I was thinking about how the Linux kernel implements system calls and I was wondering if someone could give me a high level view of how sbrk/brk work?
I've reviewed the kernel code, but there is just so much of it and I don't understand it. I was hoping for a summary from someone?
In a very high level view, the Linux kernel tracks the memory visible to a process as several "memory areas" (struct vm_area_struct
). There is also a structure which represents (again in a very high level view) a process' whole address space (struct mm_struct
). Each process (except some kernel threads) has exactly one struct mm_struct
, which in turn points to all the struct vm_area_struct
for the memory it can accesss.
The sys_brk
system call (found in mm/mmap.c
) simply adjusts some of these memory areas. (sbrk
is a glibc wrapper around brk
). It does so by comparing the old value of the brk
address (found inside struct mm_struct
) and the requested value.
It would be simpler to look at the mmap
family of functions first, since brk
is a special case of it.
you have to understand how virtual memory works, and how an MMU mapping relates to real RAM.
real RAM is divided in pages, traditionally 4kB each. each process has its own MMU mapping, which presents to that process a linear memory space (4GB in 32-bit linux). of course, not all of them is actually allocated. at first, it's almost empty, that is no real page is associated with most addresses.
when the process hits a non-allocated address (either trying to read, write or execute it), the MMU generates a fault (similar to an interrupt), and the VM system is invoked. If it decides that some RAM should be there, it picks an unused RAM page and associates with that address range.
that way, the kernel doesn't care how the process uses memory, and the process doesn't really care how much RAM there is, it will always have the same linear 4GB of address space.
now, the brk/sbrk
work at a slightly higher level: in principle any memory address 'beyond' that mark is invalid and won't get a RAM page if accessed, the process would be killed instead. the userspace library manages memory allocations within this limit, and only when needed ask the kernel to increase it.
But even if a process started by setting brk
to the maximum allowed, it wouldn't get real RAM pages allocated until it starts accessing all that memory addresses.
Well, from a super-high level perspective, the kernel allocates a pageable block of memory, modifies the page tables of the process requesting that block so that the memory is mapped into the process's VA space, then returns the address.

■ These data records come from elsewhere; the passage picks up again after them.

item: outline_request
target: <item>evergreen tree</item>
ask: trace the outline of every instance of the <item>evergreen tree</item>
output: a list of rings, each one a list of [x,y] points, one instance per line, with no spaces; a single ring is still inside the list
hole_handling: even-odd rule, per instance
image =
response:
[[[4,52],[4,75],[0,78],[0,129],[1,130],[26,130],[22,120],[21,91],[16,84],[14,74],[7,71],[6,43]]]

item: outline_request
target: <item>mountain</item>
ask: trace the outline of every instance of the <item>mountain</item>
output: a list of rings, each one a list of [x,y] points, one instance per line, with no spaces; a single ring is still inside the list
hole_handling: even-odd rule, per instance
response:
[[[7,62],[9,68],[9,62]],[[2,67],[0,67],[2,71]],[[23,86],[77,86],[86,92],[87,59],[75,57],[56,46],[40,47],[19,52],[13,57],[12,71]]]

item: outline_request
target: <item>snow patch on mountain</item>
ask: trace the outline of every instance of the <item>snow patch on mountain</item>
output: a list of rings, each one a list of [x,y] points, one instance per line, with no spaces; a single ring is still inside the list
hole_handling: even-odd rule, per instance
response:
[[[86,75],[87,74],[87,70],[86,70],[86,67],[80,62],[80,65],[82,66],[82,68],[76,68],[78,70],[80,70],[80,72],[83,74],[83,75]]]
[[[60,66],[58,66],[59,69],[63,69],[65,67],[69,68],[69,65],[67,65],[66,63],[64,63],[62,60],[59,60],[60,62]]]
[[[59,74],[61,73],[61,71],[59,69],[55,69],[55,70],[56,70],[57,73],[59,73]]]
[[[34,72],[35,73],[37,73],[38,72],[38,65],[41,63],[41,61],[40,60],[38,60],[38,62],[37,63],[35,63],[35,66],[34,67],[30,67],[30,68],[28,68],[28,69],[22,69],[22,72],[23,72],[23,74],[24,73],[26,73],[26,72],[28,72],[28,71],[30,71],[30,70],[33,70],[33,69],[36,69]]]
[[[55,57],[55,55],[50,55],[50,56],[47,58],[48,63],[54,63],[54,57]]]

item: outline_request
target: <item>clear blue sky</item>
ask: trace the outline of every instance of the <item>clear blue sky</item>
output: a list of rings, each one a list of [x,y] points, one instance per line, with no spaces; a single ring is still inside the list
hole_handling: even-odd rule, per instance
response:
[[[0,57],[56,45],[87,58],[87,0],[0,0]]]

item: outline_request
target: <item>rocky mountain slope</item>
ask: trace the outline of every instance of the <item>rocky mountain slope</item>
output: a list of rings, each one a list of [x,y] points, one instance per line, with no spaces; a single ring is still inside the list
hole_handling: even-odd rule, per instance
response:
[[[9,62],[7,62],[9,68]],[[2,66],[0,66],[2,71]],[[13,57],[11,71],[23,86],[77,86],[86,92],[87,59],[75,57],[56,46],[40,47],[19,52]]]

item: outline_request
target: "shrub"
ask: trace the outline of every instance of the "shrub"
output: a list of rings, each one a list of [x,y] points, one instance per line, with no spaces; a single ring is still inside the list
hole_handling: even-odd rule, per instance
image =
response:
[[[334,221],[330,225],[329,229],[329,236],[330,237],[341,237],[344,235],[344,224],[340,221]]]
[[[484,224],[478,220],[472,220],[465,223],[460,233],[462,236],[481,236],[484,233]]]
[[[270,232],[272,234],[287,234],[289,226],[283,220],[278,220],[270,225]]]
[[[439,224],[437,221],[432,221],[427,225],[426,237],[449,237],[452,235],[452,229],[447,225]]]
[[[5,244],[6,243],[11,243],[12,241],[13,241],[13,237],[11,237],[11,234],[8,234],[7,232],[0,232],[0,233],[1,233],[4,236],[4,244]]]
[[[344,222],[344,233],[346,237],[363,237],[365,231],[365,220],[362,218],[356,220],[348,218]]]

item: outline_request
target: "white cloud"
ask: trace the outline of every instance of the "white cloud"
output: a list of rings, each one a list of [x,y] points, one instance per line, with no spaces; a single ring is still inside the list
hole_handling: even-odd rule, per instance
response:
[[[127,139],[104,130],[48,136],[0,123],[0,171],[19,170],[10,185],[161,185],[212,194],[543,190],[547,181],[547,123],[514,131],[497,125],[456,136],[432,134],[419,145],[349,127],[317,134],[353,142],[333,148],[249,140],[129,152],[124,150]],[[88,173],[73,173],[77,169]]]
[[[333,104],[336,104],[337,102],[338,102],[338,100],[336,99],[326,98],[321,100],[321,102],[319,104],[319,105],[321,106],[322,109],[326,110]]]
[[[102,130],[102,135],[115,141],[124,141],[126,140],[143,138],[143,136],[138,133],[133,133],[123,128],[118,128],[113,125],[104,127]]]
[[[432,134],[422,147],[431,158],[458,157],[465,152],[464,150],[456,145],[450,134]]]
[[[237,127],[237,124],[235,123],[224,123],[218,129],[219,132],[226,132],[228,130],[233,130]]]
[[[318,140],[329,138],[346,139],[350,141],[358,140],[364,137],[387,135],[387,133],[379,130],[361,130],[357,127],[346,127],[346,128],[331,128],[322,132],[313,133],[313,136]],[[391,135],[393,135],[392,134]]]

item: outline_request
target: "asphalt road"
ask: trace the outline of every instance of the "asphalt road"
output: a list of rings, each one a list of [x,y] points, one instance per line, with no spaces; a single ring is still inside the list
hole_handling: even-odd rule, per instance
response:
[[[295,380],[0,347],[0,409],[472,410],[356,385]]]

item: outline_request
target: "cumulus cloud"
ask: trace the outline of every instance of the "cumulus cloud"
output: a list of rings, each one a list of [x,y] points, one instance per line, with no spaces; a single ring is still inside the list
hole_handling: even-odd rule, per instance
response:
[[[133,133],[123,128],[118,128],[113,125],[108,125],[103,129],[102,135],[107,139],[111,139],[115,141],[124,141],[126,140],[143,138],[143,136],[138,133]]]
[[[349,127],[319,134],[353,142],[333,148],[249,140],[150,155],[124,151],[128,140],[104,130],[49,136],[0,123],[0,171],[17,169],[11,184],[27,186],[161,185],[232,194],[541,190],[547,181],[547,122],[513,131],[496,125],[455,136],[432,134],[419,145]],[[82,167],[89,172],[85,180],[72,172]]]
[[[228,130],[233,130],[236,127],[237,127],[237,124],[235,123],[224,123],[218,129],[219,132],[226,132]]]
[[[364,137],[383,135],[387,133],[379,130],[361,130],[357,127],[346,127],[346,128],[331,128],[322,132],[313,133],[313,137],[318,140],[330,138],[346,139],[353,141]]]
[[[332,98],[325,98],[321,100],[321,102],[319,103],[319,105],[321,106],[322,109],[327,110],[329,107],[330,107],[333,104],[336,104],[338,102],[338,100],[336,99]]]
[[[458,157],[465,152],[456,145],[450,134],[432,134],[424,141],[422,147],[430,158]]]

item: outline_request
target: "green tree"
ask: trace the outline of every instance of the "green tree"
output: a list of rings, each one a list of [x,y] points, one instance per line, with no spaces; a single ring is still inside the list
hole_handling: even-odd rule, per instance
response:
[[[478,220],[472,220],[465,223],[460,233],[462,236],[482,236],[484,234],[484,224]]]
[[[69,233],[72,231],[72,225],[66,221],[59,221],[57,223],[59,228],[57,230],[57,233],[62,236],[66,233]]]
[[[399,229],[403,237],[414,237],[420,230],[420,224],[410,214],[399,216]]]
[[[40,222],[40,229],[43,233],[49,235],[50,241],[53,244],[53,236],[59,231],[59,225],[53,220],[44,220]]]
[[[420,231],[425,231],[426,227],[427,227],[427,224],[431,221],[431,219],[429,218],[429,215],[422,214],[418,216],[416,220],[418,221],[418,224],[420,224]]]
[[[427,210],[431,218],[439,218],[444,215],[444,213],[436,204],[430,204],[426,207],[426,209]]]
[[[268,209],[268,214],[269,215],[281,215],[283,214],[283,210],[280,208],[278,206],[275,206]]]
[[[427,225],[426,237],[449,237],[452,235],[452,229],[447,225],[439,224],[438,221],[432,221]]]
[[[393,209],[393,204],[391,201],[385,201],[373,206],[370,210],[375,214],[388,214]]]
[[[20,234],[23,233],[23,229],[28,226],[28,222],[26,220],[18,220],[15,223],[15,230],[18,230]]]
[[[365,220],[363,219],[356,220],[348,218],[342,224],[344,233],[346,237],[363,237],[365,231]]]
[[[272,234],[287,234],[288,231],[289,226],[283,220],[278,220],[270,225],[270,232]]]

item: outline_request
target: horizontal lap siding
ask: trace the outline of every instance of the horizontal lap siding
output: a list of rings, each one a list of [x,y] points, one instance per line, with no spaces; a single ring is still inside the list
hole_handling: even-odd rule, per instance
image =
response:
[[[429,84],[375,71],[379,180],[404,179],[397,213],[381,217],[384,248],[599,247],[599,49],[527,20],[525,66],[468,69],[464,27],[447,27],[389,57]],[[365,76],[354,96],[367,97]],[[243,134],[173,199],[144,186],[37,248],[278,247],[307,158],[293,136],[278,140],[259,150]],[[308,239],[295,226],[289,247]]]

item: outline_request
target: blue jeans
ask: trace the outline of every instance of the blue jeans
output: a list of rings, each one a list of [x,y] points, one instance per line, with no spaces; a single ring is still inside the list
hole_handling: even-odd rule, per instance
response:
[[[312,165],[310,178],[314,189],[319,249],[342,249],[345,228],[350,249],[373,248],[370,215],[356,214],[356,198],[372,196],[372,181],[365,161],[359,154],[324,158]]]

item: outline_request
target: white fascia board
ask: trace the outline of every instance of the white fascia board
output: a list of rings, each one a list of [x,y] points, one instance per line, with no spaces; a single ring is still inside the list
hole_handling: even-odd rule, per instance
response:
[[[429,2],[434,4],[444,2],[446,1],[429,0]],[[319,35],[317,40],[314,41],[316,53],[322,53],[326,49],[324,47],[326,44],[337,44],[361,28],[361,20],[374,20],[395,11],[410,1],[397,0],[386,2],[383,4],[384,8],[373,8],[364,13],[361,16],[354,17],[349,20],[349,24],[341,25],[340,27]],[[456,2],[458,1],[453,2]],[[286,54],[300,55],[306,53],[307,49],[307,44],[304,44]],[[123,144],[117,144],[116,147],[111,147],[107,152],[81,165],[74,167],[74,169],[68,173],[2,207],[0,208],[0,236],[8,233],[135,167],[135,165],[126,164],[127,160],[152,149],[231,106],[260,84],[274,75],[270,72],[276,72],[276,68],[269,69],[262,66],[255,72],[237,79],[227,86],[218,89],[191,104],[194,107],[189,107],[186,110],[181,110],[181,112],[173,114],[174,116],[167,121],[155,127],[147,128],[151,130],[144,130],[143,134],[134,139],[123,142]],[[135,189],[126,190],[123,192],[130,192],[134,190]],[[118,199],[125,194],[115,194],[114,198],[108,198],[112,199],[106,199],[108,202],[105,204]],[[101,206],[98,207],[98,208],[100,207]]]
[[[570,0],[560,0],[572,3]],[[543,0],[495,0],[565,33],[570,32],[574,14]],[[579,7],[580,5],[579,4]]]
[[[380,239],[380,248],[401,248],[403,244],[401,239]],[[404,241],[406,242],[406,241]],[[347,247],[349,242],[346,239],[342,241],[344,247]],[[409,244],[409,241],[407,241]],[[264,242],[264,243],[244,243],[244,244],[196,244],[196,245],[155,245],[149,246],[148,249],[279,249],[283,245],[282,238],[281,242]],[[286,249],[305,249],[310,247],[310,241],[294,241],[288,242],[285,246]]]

A key concept of how the linux kernel passes memory to a user process is that the processes available heap (the data segment) grows up from the bottom. the kernel does not keep track of individual chunks of memory, only a continuous block of memory. the brk/sbrk system calls expand the amount of memory the process has, but it's up to the process to manage it in usable pieces.
A key consequence of this is that memory scattered across the processes address space that is not in use cannot be returned to the operating system for other uses. Only memory at the very end of the data segment can be returned to the operating system, so in-use memory near the end would have to be shifted downward toward the top. In practice almost no allocators do this. For this reason, it's usually important to do a good job of managing the maximum amount of memory a process uses, because that determines how much memory will be left for other processes.